Nautical lore has long held that it is ill-omened to begin a voyage on a Friday. Perhaps workers sealed HMCS Esquimalt’s fate when they laid down its keel at a Quebec shipyard on Friday, December 20, 1940. The ship’s short and troubled life ended in tragedy off Chebucto Head; it was the last Canadian warship the enemy sunk in the Second World War.
The Bangor-class minesweepers were cheap and quick to build, with little else to recommend them. Esquimalt had a top speed of just 16 knots and was armed with a single quick-firing 12-pounder cannon mounted forward, two 20-mm cannons on the bridge wings, two antiaircraft guns, and two depth-charge launchers. It had a complement of seven officers and 64 sailors.
It was a diesel-powered variant, harder to handle than the slow-speed reciprocating-engine versions. Other problems magnified in the diesel version. Lacking a boiler, it was 6 metres shorter than steam-powered models, magnifying the tendency to bury the bow when operating in a head sea. Shallow draft increased instability.
Esquimalt launched in the summer of 1941. Problems plagued the vessel; it was another 14 months before it was ready for service. Commissioned in October 1942, almost two years after construction began, it finally arrived in Halifax in November 1942.
Upon arrival, it needed to lay up for further repairs and only became operational on March 27, 1943. Again, May was spent in repairs. Finally, Esquimalt was assigned to Newfoundland Force, but that service was short lived.
By September it was back in Halifax for more repairs and out of service until the New Year. In January 1945, it joined Halifax Local Defense Force. On the evening of April 15, 1945 Esquimalt sailed on a routine anti-submarine patrol of the approaches to Halifax.

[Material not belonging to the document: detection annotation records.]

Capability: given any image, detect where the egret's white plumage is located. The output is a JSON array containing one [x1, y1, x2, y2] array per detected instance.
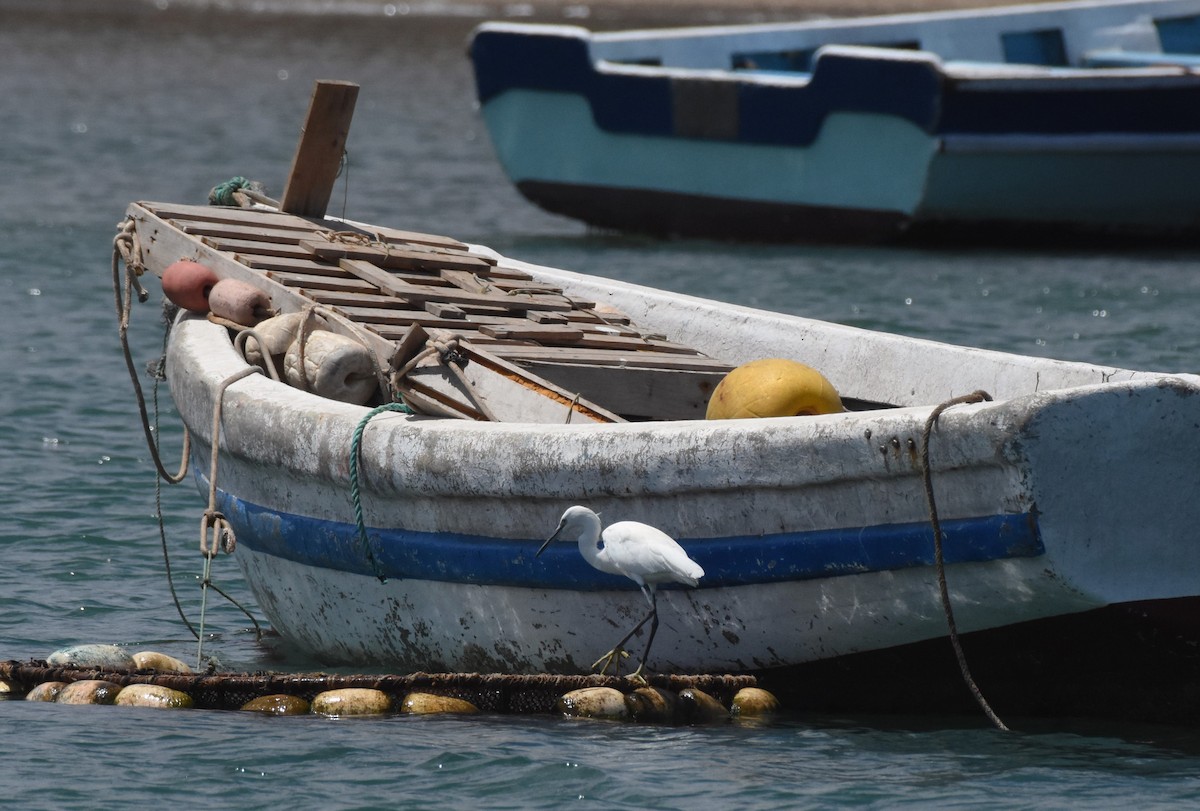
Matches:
[[534, 505, 704, 677]]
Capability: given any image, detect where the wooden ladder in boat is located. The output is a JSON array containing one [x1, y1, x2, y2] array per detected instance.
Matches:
[[128, 203, 731, 422]]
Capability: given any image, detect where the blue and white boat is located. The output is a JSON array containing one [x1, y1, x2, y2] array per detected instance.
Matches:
[[117, 203, 1200, 709], [470, 0, 1200, 240]]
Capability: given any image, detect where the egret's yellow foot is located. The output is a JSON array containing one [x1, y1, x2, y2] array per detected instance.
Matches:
[[592, 648, 629, 675]]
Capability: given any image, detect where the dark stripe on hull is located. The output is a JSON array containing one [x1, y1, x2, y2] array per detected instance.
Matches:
[[517, 180, 1200, 247], [758, 597, 1200, 728], [218, 493, 1045, 590]]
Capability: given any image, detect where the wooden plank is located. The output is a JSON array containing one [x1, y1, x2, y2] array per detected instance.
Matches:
[[520, 362, 726, 420], [425, 301, 467, 319], [355, 226, 468, 250], [207, 236, 312, 260], [239, 253, 349, 278], [479, 324, 583, 344], [246, 254, 451, 290], [280, 80, 359, 217], [173, 220, 318, 245], [492, 344, 732, 372], [127, 204, 620, 422], [529, 311, 568, 324], [300, 239, 492, 275], [300, 286, 410, 311], [566, 310, 636, 331], [401, 330, 623, 422], [138, 203, 328, 233], [267, 270, 374, 293], [341, 259, 580, 310]]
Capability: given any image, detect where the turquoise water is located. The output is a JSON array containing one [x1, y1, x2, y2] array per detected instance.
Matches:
[[7, 0, 1200, 810]]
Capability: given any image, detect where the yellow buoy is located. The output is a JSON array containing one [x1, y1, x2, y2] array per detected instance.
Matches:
[[54, 679, 121, 704], [678, 687, 730, 723], [312, 687, 391, 716], [704, 358, 845, 420], [241, 693, 310, 715], [25, 681, 67, 701], [133, 650, 192, 673], [400, 692, 479, 715], [730, 687, 779, 717], [558, 687, 629, 721], [113, 684, 192, 709]]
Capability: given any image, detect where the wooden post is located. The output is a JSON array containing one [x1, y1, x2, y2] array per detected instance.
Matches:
[[280, 80, 359, 217]]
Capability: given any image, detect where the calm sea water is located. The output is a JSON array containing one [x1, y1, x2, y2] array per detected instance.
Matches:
[[7, 0, 1200, 810]]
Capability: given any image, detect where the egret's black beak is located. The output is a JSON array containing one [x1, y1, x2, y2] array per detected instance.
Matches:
[[533, 521, 563, 558]]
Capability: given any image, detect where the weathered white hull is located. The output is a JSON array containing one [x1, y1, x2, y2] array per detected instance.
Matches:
[[168, 256, 1200, 672]]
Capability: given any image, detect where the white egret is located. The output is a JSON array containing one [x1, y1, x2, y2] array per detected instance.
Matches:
[[534, 505, 704, 678]]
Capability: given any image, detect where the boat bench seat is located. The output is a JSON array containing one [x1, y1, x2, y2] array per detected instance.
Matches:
[[1082, 49, 1200, 67]]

It was scheduled to rendezvous the next day with HMCS Sarnia off Chebucto Head. At 6:10 a.m., depth-charge crews stood down. Daybreak revealed a long, low swell with good visibility as the watch changed. An experienced officer, Lt. Robert Cunningham MacMillan, was in command, but Esquimalt made no efforts to protect itself. It was equipped with special gear to distract acoustic torpedoes, but didn’t deploy it. Nor was it following a zigzag course, a rudimentary measure to avoid submarine attack. This serious neglect of orders endangered the ship. A naval inquiry petered out in peacetime without explaining these failures.
At around 6:30 a.m., it crossed paths with the German submarine U-190. On its sixth patrol, it had left Norway in February and attacked a merchant ship in early April without success. But in the early hours of April 16, commander Lieutenant Hans-Edwin Reith brought U-190 up to periscope depth and sighted HMCS Esquimalt. Reith immediately fired a single torpedo from a stern tube and dove for the bottom. The torpedo ripped into Esquimalt’s starboard quarter. U-190 finally scored its first hit.
Esquimalt’s bad luck continued. The explosion knocked out the ship’s electrical system before the wireless operator could send an SOS. Only three minutes earlier Esquimalt had reported in to the Port War Signal Station, so no one would miss the ship for hours. With the signalers injured and the ship listing severely to port, none of the crew fired flares. The list also prevented launching the ship’s sole life boat. Instead, the crew launched flimsy liferafts. Four minutes after the torpedo hit, Esquimalt sank by the stern. The few, freezing, soaked survivors could see the lights of Halifax, but no one there knew what had happened.
At 8 a.m., Esquimalt failed to rendezvous with Sarnia, but no one reported that until 9:50 a.m. Finally, a search began. At 12:50 p.m., more than six hours after the sinking, Sarnia sighted the survivors. Only 27 remained; almost two-thirds of the ship’s complement was dead. The casualty list was published on VE-Day, lost amidst coverage of the infamous riots.
U-190 spent an anxious week lying on the seabed silently outwaiting a sustained search. The war ended before U-190 made it to port. On May 14, it surrendered at Bay Bulls, Newfoundland. The submarine was later commissioned into the Canadian navy; in October 1947, naval aircraft used it for target practice, destroying it on the spot where it sank Esquimalt.